BU's 2603 main contract rebounded from intraday lows before retreating in late trading, largely mirroring oil price dynamics. It closed at 3,139 yuan, down 0.1% from the previous close, after hitting a session high of 3,156 and a low of 3,124. Over the past seven days, the contract has declined 1.0% on a closing price basis. The next-month contract 2606 fell 0.09% from yesterday's close.

In the spot market, Shandong's heavy-duty asphalt price stood at 3,070 yuan per ton, down 0.3% from the previous day and 0.3% over seven days. The Shandong basis spread was -69 yuan per ton, narrowing by 7 yuan over the week. East China's heavy-duty asphalt price held steady at 3,200 yuan per ton, with the basis spread at +61 yuan per ton, widening by 42 yuan over seven days.

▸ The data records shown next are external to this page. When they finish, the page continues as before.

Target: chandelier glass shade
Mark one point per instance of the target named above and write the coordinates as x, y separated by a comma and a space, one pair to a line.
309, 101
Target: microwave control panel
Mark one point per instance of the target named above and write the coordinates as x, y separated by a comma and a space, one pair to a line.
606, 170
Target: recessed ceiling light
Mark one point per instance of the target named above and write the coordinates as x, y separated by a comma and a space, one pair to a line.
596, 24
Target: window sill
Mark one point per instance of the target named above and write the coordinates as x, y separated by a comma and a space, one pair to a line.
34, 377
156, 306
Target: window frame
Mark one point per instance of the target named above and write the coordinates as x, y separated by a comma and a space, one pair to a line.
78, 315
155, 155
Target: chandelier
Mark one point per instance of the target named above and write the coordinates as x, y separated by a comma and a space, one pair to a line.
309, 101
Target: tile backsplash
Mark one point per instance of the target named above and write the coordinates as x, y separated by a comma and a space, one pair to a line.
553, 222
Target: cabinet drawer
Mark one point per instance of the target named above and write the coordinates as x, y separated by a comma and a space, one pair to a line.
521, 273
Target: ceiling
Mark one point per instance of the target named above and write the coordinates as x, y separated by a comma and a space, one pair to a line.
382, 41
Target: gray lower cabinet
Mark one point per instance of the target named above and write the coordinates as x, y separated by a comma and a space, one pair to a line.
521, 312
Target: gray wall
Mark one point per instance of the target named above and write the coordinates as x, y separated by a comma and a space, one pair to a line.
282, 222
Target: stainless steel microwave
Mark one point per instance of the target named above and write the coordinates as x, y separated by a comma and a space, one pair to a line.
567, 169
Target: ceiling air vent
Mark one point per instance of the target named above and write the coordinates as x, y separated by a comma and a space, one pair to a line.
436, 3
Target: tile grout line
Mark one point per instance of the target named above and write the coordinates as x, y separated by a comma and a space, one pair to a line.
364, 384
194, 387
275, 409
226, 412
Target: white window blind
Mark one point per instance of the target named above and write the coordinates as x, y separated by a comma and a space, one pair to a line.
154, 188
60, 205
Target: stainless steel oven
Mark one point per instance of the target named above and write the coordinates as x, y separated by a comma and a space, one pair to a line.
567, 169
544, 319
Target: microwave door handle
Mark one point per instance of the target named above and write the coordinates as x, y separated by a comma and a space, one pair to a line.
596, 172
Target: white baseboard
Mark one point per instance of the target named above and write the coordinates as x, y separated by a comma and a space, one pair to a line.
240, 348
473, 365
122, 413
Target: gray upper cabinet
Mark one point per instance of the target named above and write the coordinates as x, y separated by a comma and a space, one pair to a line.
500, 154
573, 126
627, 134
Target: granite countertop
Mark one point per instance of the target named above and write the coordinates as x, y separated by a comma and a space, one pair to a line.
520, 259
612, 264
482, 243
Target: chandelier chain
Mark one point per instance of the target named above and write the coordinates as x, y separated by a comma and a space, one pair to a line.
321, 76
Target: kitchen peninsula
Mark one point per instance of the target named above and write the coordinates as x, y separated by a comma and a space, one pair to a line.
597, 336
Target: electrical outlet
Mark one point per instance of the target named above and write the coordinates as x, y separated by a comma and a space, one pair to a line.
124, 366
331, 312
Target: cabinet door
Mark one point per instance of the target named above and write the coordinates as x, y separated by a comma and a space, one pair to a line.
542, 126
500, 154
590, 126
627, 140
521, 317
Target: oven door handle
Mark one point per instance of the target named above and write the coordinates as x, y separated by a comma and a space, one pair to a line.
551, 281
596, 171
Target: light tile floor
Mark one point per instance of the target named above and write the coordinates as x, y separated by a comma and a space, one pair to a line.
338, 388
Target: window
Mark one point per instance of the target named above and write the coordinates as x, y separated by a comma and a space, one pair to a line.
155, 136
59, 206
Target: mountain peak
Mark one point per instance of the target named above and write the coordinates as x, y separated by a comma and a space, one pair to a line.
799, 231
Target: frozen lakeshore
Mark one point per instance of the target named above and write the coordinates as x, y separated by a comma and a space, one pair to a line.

The BU-Brent crack spread recorded -138 yuan per ton, weakening by 43 yuan over seven days. While BU's main contract dipped 0.1%, Brent crude rose 1.3% (based on 3:00 PM closing prices). Geopolitical uncertainties surrounding the U.S. and Iran continue to inject volatility into oil prices, warranting a cautious view on crack spreads.

East China's high-end heavy-duty asphalt price remained unchanged at 3,230 yuan per ton on January 20, with the low-end price also steady at 3,150 yuan per ton. Snowy conditions in northern regions have subdued spot market activity, leaving fundamentals largely unchanged with limited price movements.

Crude oil is currently experiencing wide fluctuations, with geopolitical factors dominating market focus. Ongoing U.S.-Iran tensions suggest continued volatility, though geopolitical risks are expected to remain the key driver for oil markets in the near term. Given the heightened sensitivity of the front-month 03 contract to upstream oil price swings, a short-term bullish outlook is warranted for the March contract (assuming escalating geopolitical risks).

For deferred contracts, improved global supply-demand balances, China's peak construction season, and ample Merey crude supply support a bullish case for the 06 contract on dips. Should macro-driven price surges subside, oil markets may revert to looser fundamentals, dragging asphalt lower. Considering Q1 oil oversupply, sufficient domestic Merey crude availability, and asphalt inventories lasting through February, a 3-6 calendar spread strategy is recommended, alongside potential crack spread longs depending on market conditions.